Teb’s right leg was chained to Marshy’s
crippled one. They were shoved against a tree as the jackals came
to circle them, snapping at their ankles. The girl’s legs were
chained together. Teb searched the empty sky.
We are captured!
Captured!
When a jackal bit him hard, clamping its teeth on his
ankle, he kicked it in the face. The guards laughed. They were led
away, stumbling in the chains.

Behind them in the cadacus field, the
redheaded boy watched their slow, hobbling retreat toward the
castle, then returned to hoeing.

 

 

 

Chapter 15

 

I have heard that the greater a man’s
strength, the more perfect the un-man’s pleasure in destroying it.
Oh, please, whatever powers exist beyond us, guard my children from
the unliving.

*

Kiri jerked awake, chilled by an owl’s
scream. She stared around her. It was light. The owl screamed
again, and she heard the yapping of jackals. She grabbed her sword
and ran scrambling down the mountain toward the cry. The two owls
who had been asleep in the cave swept past her, shouting, “Afeena!
Afeena!” The three dragons dove low over her head.

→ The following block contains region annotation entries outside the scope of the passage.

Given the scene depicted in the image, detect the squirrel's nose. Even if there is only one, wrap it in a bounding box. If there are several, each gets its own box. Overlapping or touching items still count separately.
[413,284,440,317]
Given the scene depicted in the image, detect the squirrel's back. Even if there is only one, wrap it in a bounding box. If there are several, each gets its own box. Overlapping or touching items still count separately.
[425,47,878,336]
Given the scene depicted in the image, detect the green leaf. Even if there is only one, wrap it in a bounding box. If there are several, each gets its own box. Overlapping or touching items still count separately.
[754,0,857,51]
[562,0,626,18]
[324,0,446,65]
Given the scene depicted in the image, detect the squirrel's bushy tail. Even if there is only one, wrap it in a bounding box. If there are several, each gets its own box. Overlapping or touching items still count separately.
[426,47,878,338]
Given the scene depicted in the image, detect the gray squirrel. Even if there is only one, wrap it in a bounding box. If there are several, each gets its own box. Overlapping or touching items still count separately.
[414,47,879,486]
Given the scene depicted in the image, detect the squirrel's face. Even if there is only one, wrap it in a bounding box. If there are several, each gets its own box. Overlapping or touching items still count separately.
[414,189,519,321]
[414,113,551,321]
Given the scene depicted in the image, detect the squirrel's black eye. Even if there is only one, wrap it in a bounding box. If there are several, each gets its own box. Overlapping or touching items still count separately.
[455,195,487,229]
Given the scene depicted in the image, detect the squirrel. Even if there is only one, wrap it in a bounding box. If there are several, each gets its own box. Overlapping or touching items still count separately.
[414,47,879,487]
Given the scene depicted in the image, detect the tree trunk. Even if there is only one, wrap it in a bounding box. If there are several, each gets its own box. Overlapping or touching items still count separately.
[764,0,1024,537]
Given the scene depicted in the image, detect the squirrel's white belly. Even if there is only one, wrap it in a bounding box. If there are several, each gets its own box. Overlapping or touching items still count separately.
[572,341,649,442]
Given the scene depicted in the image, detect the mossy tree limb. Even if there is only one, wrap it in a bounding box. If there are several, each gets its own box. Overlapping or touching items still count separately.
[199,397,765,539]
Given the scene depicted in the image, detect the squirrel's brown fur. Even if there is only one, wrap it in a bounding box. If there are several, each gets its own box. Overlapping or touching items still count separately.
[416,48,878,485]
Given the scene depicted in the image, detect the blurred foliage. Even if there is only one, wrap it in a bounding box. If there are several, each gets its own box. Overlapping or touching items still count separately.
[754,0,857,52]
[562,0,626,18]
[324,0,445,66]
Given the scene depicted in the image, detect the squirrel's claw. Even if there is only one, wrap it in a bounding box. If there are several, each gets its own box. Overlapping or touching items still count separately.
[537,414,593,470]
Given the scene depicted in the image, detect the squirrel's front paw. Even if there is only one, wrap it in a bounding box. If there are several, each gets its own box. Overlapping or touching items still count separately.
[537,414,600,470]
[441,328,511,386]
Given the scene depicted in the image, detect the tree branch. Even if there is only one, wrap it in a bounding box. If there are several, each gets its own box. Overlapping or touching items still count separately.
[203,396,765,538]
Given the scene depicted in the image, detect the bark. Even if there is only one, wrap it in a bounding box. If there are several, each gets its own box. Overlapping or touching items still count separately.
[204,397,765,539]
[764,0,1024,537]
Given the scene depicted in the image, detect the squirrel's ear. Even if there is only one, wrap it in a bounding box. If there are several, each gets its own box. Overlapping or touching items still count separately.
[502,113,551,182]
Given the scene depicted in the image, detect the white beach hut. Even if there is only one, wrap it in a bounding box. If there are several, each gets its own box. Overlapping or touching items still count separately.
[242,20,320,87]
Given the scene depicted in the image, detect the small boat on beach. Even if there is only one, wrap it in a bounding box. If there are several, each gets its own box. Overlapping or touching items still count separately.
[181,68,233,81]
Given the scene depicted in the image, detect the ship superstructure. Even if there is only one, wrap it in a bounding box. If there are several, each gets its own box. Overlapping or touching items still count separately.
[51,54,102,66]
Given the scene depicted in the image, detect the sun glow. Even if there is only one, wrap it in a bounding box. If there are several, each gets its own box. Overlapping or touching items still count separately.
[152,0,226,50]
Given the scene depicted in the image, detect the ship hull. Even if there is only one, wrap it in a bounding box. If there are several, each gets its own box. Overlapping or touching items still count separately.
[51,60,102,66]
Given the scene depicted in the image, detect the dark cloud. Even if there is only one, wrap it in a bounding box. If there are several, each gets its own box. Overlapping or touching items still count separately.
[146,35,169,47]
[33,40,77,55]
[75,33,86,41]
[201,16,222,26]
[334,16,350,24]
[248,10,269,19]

Halfway down the mountain, among boulders,
two winged jackals were pawing and snuffling at a deep crack. The
dragons dropped on them, belching fire. Seastrider beheaded one.
Windcaller bit the other in two.

Tybee and Albee hovered over the crack,
crying out to Afeena. Kiri knelt and reached in but could barely
touch Afeena’s feathers. “Come closer. Come to me, Afeena.”

Afeena struggled into her hand. Gently, Kiri
lifted her out. The little owl’s feathers were bloody. Her wings
dragged along Kiri’s wrist. Kiri carried her up to the cave as
Tybee and Albee fluttered around her.

She laid Afeena in her pack among the
softest clothes. She was afraid she couldn’t examine her gently
enough to search for broken bones. One wing drooped out sideways,
and Afeena’s inner eyelids were half closed. Tybee and Albee
huddled into the pack beside her and spread their wings to warm
her. Afeena’s voice came in a faint whisper.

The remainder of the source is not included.